Land Settlement (if applicable)
If purchasing a house-and-land package, we coordinate land settlement first, then begin the construction loan drawdown.
Progress Draw-downs
As construction hits each stage (slab, frame, lock-up, fixing, completion), we request progress payments from the lender directly to your builder.
Final Inspection & Completion
On completion, we arrange final inspection and draw-down. Your loan converts to a standard home loan and you move in.
Eligibility at a glance
Eligibility varies by lender. Don't let these criteria put you off: we often find solutions that aren't obvious upfront.
- Fixed-price building contract from a registered builder
- Council-approved building plans
- Standard eligibility criteria (income, deposit, credit history)
- Land ownership or purchase simultaneous with construction
- 10–20% deposit (some lenders allow 5% with LMI)

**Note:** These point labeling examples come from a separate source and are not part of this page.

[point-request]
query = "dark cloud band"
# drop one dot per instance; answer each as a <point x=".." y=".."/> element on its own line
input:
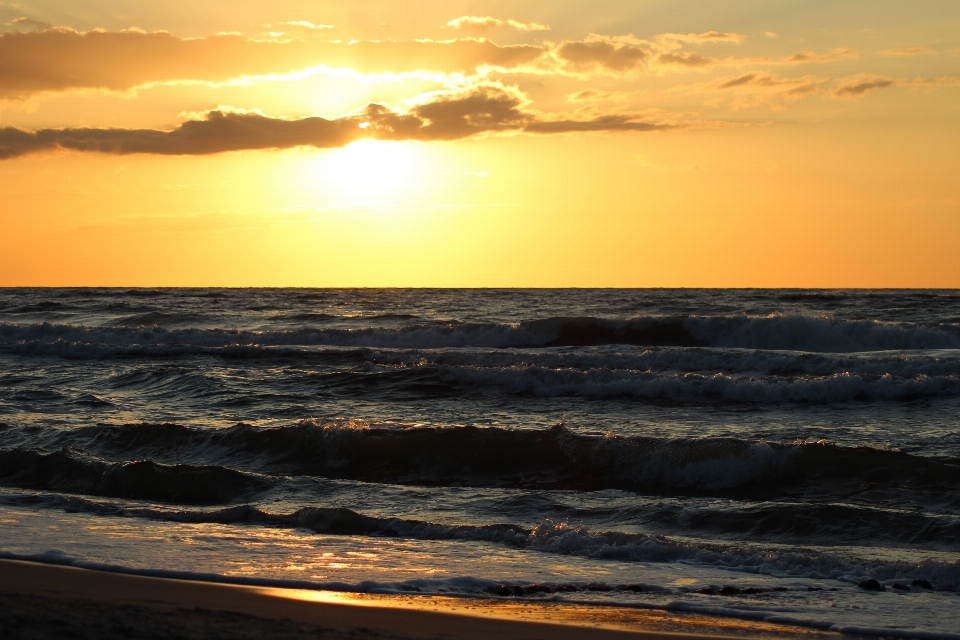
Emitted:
<point x="445" y="116"/>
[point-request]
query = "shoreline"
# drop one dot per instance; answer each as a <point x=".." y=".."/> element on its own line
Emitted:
<point x="71" y="596"/>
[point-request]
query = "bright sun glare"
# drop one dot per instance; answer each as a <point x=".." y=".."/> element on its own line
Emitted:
<point x="371" y="170"/>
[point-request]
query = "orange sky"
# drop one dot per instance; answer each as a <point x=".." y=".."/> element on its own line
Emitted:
<point x="480" y="144"/>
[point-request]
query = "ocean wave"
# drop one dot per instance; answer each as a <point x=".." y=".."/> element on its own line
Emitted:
<point x="615" y="595"/>
<point x="552" y="537"/>
<point x="75" y="472"/>
<point x="773" y="332"/>
<point x="554" y="458"/>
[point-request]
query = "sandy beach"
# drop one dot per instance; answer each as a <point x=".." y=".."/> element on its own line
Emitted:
<point x="44" y="601"/>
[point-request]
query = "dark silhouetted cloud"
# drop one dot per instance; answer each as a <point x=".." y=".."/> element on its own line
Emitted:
<point x="444" y="115"/>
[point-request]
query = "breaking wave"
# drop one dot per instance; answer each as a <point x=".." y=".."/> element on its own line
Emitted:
<point x="773" y="332"/>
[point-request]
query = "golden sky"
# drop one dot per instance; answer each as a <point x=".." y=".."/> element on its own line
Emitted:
<point x="480" y="143"/>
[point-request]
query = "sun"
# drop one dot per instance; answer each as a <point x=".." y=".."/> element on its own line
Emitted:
<point x="371" y="171"/>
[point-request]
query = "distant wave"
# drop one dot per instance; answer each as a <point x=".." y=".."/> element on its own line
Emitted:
<point x="553" y="458"/>
<point x="773" y="332"/>
<point x="548" y="537"/>
<point x="72" y="471"/>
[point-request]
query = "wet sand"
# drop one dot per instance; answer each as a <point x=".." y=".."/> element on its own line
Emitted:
<point x="46" y="601"/>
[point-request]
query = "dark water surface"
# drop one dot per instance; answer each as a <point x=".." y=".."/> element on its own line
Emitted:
<point x="645" y="447"/>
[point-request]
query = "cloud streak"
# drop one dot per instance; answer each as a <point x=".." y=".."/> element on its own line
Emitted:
<point x="61" y="59"/>
<point x="478" y="23"/>
<point x="861" y="85"/>
<point x="444" y="115"/>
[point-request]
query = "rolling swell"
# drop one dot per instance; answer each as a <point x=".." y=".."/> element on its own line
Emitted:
<point x="71" y="471"/>
<point x="796" y="332"/>
<point x="555" y="458"/>
<point x="546" y="537"/>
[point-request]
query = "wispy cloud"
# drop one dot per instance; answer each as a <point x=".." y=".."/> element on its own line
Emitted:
<point x="60" y="59"/>
<point x="708" y="36"/>
<point x="484" y="23"/>
<point x="689" y="59"/>
<point x="23" y="21"/>
<point x="910" y="51"/>
<point x="834" y="54"/>
<point x="442" y="115"/>
<point x="862" y="84"/>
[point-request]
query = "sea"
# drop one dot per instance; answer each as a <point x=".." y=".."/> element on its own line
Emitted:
<point x="789" y="456"/>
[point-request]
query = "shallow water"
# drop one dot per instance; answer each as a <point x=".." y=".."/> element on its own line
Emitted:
<point x="640" y="446"/>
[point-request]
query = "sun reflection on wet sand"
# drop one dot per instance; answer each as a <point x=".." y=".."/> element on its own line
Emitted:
<point x="557" y="612"/>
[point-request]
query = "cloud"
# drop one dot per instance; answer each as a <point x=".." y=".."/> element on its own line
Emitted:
<point x="862" y="84"/>
<point x="601" y="123"/>
<point x="60" y="59"/>
<point x="477" y="23"/>
<point x="604" y="54"/>
<point x="764" y="82"/>
<point x="596" y="95"/>
<point x="685" y="59"/>
<point x="443" y="115"/>
<point x="810" y="56"/>
<point x="303" y="24"/>
<point x="27" y="22"/>
<point x="709" y="36"/>
<point x="911" y="51"/>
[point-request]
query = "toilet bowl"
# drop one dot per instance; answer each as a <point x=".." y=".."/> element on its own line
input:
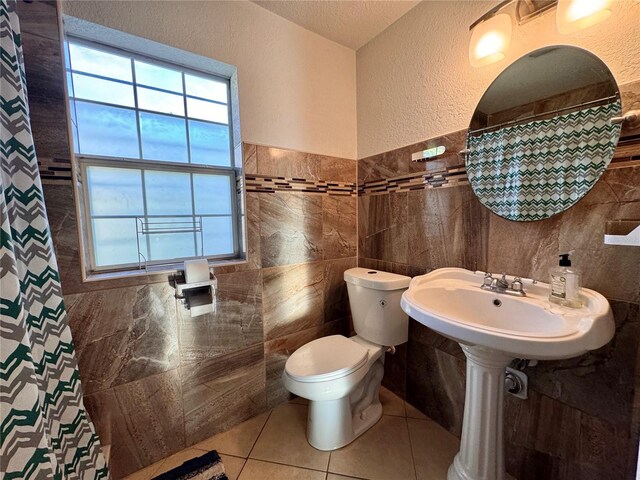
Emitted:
<point x="341" y="376"/>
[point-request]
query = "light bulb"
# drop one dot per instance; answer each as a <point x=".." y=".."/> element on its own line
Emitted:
<point x="490" y="40"/>
<point x="574" y="15"/>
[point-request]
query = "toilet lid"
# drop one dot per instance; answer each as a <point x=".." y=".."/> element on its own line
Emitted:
<point x="325" y="359"/>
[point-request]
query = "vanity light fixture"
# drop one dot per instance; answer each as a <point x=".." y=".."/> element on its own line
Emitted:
<point x="491" y="33"/>
<point x="490" y="39"/>
<point x="574" y="15"/>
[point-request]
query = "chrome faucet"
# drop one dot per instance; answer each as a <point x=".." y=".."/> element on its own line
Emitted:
<point x="502" y="286"/>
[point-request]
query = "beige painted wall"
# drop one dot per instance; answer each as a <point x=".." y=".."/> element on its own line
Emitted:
<point x="414" y="80"/>
<point x="297" y="89"/>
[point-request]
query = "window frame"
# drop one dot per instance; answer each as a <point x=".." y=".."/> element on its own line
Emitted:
<point x="83" y="161"/>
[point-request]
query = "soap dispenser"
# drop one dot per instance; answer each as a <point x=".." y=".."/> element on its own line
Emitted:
<point x="565" y="284"/>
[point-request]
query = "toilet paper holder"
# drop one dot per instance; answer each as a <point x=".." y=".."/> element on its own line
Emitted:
<point x="198" y="297"/>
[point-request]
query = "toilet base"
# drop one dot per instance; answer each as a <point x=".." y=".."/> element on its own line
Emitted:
<point x="332" y="424"/>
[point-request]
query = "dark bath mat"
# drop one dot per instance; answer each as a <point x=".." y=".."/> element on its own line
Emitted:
<point x="206" y="467"/>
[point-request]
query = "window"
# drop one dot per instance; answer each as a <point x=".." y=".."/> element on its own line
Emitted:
<point x="154" y="146"/>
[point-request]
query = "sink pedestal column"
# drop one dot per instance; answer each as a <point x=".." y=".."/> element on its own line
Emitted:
<point x="481" y="455"/>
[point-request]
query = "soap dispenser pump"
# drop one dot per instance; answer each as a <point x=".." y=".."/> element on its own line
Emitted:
<point x="565" y="283"/>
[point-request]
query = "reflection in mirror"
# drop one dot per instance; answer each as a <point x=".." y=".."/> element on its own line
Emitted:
<point x="541" y="135"/>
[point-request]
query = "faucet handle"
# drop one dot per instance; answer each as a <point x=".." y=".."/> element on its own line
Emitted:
<point x="516" y="284"/>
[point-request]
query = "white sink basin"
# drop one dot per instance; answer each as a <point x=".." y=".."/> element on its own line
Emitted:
<point x="492" y="330"/>
<point x="450" y="301"/>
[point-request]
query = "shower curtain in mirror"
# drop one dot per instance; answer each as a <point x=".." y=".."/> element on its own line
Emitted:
<point x="510" y="172"/>
<point x="45" y="432"/>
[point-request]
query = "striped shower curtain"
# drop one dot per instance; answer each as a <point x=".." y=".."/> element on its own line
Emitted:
<point x="45" y="432"/>
<point x="534" y="170"/>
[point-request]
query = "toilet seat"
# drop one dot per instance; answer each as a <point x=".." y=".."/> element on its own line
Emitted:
<point x="326" y="358"/>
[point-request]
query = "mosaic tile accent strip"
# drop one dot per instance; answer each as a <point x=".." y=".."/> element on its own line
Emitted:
<point x="266" y="184"/>
<point x="451" y="177"/>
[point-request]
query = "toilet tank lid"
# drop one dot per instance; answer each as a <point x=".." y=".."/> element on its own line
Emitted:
<point x="376" y="279"/>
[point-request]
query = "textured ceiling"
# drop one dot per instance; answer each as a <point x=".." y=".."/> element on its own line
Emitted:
<point x="349" y="23"/>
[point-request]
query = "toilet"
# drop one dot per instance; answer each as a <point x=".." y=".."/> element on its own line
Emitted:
<point x="341" y="376"/>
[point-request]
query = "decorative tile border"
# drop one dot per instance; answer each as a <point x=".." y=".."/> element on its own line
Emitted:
<point x="266" y="184"/>
<point x="451" y="177"/>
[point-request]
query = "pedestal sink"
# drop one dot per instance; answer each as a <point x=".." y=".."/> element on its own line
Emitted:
<point x="492" y="330"/>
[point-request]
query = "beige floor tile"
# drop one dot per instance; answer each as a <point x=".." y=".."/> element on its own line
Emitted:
<point x="232" y="465"/>
<point x="433" y="449"/>
<point x="413" y="412"/>
<point x="382" y="453"/>
<point x="333" y="476"/>
<point x="146" y="473"/>
<point x="284" y="440"/>
<point x="239" y="440"/>
<point x="178" y="459"/>
<point x="391" y="403"/>
<point x="257" y="470"/>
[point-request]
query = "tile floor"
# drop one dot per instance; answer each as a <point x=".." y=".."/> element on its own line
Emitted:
<point x="403" y="445"/>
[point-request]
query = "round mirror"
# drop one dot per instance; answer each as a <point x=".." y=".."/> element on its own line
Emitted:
<point x="542" y="133"/>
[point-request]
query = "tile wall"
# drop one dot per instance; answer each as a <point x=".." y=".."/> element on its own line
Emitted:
<point x="156" y="380"/>
<point x="582" y="419"/>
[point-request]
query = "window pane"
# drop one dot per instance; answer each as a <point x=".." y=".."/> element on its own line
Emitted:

- Property must be intended as residential dwelling
Common questions
Do I pay the full loan amount upfront during construction?
No. A construction loan is drawn down in stages as building progresses: typically slab, frame, lock-up, fixing, and completion. You only pay interest on what's been drawn, which keeps your costs manageable during the build.
Can first home buyers use a construction loan?
Absolutely. In fact, building a new home can be one of the best options for first home buyers because new builds are typically eligible for the First Home Owner Grant ($30,000 in QLD). House-and-land packages are popular precisely for this reason.
What if the build goes over budget?
This is why a fixed-price contract is so important. If costs exceed the approved loan amount, you may need to fund the difference yourself. We review your building contract carefully and include a contingency discussion in our initial planning.